Every “social” place appears to be something to stay away from. The news reported of frantic assaults to supermarkets: some are true, others completely fake. And we all know how powerful fear is.

Personally I found no issue in buying what I needed. 

Drugstores soon ran out of two items, becoming symbols of  COVID-19: masks and hand cleanser.

Italians are very physical when it comes to greetings. 

Well, I see no one shaking the hands. Anymore. Now people have to maintain 1 metre of distance between each other (3 feet). 

From ADNKRONOS

Is it safe here now?

A lot of tests have been accurately made in order to detect the breeding grounds of the virus. Three of them have been delineated, and right away contained with exceptional emergency measures. 

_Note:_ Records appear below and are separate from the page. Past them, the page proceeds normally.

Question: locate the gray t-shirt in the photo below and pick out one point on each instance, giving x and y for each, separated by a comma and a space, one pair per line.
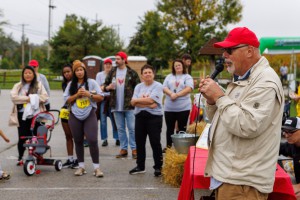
100, 79
42, 78
176, 84
120, 85
153, 91
83, 113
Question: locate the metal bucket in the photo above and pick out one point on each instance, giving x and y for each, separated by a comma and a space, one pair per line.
182, 141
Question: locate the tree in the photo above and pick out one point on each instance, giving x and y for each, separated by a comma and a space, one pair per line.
78, 38
2, 22
194, 22
153, 40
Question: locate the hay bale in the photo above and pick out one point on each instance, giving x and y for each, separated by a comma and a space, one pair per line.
173, 167
200, 127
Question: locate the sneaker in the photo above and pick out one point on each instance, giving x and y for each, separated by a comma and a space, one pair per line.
157, 172
74, 164
98, 173
20, 163
5, 176
80, 171
85, 143
105, 143
166, 148
134, 154
67, 164
123, 154
137, 170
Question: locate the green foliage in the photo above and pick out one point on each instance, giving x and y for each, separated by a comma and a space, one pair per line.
78, 38
153, 40
183, 26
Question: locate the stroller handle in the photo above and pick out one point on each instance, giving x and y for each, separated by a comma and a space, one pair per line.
34, 120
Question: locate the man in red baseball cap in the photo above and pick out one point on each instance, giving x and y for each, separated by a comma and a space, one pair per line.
42, 78
243, 138
105, 109
120, 82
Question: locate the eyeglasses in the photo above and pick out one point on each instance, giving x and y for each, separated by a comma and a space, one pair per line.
290, 131
230, 49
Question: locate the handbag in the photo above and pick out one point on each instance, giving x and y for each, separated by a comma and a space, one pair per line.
13, 118
65, 112
210, 197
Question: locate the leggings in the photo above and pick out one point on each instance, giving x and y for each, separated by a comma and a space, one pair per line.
89, 128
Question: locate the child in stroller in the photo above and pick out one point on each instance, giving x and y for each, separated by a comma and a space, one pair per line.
4, 175
37, 144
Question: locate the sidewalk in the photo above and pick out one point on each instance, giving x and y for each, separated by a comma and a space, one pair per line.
50, 184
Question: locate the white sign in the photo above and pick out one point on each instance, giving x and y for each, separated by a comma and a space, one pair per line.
202, 141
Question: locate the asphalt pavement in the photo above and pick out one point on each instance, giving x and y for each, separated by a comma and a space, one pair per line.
116, 184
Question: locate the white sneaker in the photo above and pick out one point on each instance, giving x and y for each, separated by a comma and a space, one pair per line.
98, 173
80, 171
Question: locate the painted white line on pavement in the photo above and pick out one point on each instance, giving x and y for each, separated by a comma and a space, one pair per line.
82, 188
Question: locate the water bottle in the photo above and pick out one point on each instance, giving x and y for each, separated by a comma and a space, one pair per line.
113, 82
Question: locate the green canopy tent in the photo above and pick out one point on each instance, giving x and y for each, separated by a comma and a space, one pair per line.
283, 45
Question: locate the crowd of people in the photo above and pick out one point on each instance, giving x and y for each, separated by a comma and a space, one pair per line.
135, 109
243, 139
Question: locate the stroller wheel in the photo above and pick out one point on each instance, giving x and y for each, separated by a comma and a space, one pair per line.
58, 165
29, 167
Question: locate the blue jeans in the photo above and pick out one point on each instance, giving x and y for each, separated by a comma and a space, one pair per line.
120, 118
103, 122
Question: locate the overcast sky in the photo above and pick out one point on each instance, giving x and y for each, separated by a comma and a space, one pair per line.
264, 17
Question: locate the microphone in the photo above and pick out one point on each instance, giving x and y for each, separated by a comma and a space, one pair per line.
218, 70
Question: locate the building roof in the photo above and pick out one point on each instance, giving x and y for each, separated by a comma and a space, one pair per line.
95, 57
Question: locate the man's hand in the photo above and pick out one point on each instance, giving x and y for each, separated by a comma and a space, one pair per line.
210, 90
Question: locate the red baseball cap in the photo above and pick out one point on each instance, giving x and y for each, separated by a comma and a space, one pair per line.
123, 55
239, 35
108, 60
33, 63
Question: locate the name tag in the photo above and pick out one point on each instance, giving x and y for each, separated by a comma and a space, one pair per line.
64, 114
82, 102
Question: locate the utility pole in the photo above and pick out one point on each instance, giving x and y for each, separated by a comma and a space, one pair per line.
49, 27
23, 43
118, 25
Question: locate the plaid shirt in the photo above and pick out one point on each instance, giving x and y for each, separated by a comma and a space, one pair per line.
131, 80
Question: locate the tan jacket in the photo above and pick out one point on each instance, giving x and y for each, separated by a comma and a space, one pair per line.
16, 99
245, 132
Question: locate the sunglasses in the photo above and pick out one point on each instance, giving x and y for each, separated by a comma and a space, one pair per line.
230, 49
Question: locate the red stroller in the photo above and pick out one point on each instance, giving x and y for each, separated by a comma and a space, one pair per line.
38, 145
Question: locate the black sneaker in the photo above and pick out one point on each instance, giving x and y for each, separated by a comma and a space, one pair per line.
85, 143
137, 170
74, 164
105, 143
157, 172
67, 164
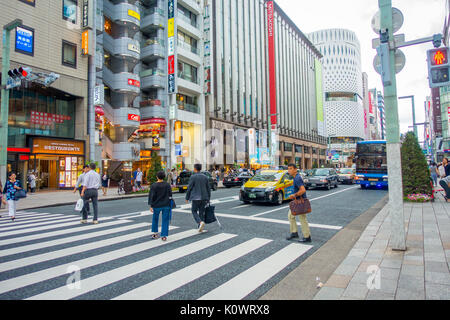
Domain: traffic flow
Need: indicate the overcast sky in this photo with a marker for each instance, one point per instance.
(422, 18)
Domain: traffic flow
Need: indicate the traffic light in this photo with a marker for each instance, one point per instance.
(438, 67)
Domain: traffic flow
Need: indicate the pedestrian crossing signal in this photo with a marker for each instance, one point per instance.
(438, 67)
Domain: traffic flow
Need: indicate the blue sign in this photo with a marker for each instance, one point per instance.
(24, 40)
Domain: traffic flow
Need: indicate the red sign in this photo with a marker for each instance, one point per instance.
(133, 82)
(270, 31)
(171, 69)
(134, 117)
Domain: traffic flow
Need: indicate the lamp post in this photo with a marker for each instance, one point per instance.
(5, 96)
(414, 113)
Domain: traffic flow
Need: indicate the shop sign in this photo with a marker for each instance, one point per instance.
(133, 82)
(134, 117)
(54, 146)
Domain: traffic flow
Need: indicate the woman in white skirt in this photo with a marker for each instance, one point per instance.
(10, 190)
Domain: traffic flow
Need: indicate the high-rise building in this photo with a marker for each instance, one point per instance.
(47, 125)
(343, 89)
(264, 74)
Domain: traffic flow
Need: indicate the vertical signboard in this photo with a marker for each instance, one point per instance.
(171, 88)
(271, 44)
(319, 97)
(437, 121)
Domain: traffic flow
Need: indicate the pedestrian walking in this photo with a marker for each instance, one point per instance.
(199, 193)
(10, 189)
(32, 182)
(105, 183)
(299, 191)
(91, 184)
(139, 175)
(434, 173)
(79, 187)
(159, 198)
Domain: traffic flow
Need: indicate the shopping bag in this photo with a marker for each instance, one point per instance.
(79, 205)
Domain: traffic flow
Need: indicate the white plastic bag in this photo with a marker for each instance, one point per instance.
(79, 205)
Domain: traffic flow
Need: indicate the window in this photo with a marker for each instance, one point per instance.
(24, 40)
(69, 54)
(30, 2)
(70, 10)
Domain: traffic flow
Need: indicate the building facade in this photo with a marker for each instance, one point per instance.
(47, 125)
(263, 87)
(343, 89)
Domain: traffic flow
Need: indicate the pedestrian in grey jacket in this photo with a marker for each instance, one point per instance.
(199, 193)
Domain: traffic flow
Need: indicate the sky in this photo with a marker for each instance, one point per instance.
(422, 18)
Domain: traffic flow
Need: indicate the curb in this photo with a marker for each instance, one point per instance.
(301, 283)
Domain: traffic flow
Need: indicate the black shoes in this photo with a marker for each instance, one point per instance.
(292, 236)
(305, 240)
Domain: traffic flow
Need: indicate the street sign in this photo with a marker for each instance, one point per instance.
(397, 21)
(399, 62)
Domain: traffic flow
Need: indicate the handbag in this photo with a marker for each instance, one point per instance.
(300, 206)
(20, 194)
(79, 205)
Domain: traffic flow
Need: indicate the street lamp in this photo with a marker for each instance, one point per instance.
(5, 96)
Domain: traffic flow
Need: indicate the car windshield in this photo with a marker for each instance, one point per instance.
(266, 176)
(319, 172)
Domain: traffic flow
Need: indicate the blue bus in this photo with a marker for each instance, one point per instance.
(371, 164)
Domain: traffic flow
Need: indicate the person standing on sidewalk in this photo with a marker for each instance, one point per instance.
(91, 184)
(199, 193)
(299, 191)
(79, 187)
(10, 190)
(159, 198)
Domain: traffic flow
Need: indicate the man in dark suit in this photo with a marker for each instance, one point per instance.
(199, 193)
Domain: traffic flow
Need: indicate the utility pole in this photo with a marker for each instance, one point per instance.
(5, 97)
(394, 160)
(414, 114)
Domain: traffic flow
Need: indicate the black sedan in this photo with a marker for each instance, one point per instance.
(236, 180)
(182, 181)
(322, 178)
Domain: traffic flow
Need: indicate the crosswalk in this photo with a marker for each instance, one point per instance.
(46, 256)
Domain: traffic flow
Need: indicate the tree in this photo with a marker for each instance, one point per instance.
(155, 167)
(416, 176)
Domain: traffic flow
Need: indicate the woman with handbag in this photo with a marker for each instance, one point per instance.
(160, 201)
(299, 206)
(11, 188)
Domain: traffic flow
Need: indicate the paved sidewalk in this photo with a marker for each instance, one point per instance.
(419, 273)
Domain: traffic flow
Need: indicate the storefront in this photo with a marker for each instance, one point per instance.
(57, 163)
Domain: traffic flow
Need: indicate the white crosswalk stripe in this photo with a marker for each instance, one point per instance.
(124, 249)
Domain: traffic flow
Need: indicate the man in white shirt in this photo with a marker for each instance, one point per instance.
(91, 184)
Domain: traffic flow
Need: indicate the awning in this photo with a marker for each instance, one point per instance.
(154, 121)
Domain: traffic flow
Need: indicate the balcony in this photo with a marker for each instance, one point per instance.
(123, 13)
(125, 47)
(153, 18)
(153, 78)
(152, 49)
(125, 82)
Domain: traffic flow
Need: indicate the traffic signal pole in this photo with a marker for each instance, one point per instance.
(394, 160)
(5, 97)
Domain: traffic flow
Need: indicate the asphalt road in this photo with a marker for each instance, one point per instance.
(47, 254)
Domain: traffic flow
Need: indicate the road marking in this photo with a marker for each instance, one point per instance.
(45, 244)
(236, 216)
(164, 285)
(49, 273)
(246, 282)
(19, 263)
(284, 207)
(112, 276)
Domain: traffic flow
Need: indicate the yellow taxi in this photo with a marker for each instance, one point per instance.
(273, 186)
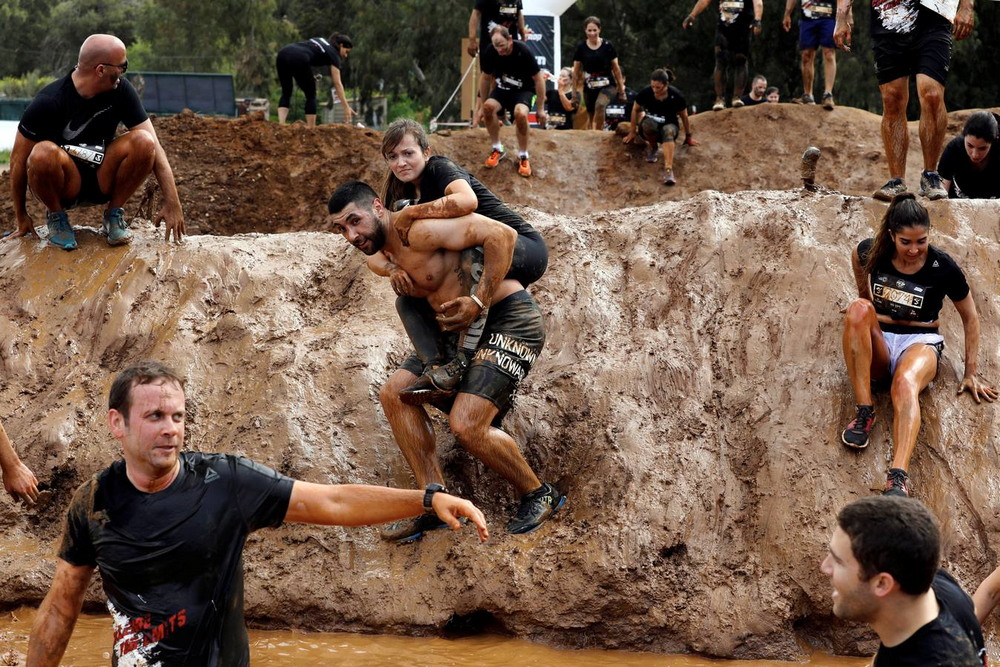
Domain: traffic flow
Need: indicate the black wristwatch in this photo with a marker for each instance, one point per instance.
(429, 495)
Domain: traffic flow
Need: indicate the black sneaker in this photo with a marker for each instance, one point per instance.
(856, 433)
(408, 530)
(536, 508)
(438, 382)
(930, 186)
(895, 186)
(896, 483)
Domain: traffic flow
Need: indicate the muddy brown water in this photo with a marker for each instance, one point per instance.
(91, 642)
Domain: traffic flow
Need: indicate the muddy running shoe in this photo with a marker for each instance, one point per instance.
(523, 168)
(536, 508)
(408, 530)
(439, 382)
(808, 166)
(897, 483)
(895, 186)
(857, 432)
(60, 232)
(495, 157)
(115, 228)
(930, 186)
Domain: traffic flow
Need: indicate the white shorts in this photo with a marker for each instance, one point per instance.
(899, 343)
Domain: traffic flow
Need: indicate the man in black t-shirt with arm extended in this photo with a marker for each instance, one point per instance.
(166, 529)
(513, 74)
(883, 565)
(67, 153)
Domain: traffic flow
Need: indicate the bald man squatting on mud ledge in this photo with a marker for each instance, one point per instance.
(513, 338)
(166, 529)
(66, 152)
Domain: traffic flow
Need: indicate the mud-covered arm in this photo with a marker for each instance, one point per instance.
(987, 595)
(171, 212)
(57, 616)
(970, 323)
(18, 480)
(459, 199)
(844, 25)
(364, 505)
(19, 184)
(698, 8)
(860, 277)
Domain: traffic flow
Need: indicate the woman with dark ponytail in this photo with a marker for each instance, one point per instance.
(968, 167)
(295, 62)
(891, 329)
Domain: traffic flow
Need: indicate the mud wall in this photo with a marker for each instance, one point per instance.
(688, 401)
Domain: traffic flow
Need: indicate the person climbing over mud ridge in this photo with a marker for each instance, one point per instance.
(512, 340)
(434, 187)
(891, 329)
(166, 529)
(66, 151)
(655, 116)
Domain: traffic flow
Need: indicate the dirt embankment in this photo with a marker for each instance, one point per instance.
(688, 400)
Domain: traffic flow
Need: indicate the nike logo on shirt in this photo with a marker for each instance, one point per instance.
(69, 134)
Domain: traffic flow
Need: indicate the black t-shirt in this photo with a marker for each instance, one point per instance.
(440, 171)
(662, 111)
(953, 639)
(732, 12)
(967, 182)
(322, 53)
(512, 72)
(618, 111)
(498, 12)
(559, 117)
(596, 63)
(918, 296)
(172, 562)
(59, 114)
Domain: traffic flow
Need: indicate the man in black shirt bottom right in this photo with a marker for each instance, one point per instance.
(883, 564)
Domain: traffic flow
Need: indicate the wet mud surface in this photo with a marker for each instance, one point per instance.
(689, 398)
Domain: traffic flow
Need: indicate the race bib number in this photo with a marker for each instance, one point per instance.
(92, 156)
(615, 111)
(730, 9)
(510, 82)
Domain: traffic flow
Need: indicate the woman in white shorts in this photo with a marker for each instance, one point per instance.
(891, 329)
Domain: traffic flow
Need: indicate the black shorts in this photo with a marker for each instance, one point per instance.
(590, 95)
(514, 336)
(926, 50)
(509, 99)
(90, 192)
(660, 132)
(732, 40)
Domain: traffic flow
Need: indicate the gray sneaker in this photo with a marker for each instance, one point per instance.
(115, 228)
(60, 231)
(408, 530)
(536, 508)
(930, 186)
(894, 187)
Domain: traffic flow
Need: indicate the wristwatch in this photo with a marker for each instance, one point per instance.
(429, 495)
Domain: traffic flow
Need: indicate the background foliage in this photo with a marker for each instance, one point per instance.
(409, 50)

I have been quite often asked by overseas friends why the virus spread so quickly here. 

The answer is pretty simple, and far from being “nationalist”. 

Because over than 28,000 tests have been made.

Yes, you read it correctly. 28,000. This helped us to better understand the areas to avoid (two main clusters have been found), how it ran through people (infected individuals in turn infected some, not all! persons they approached), on which kind of people it appears to be more lethal. A woman infected gave birth to her child. The baby is not infected.

Some questions have found their -scientific- answers. Others have not.

People still read the news with anguish, as if they were war bulletins.

Trustable news reported the following statistics today:

1835 infected

927 of these are in quarantine inside their home, 742 are hospitalized.

52 total deaths, 139 recoveries.

At very least, let me explain why I named this article “Days of Silence”.

Because the total silence is what surely will remain stuck in my mind of these days. No laughs and yells of children, no one even listening to music. It’s like we are all holding our breath.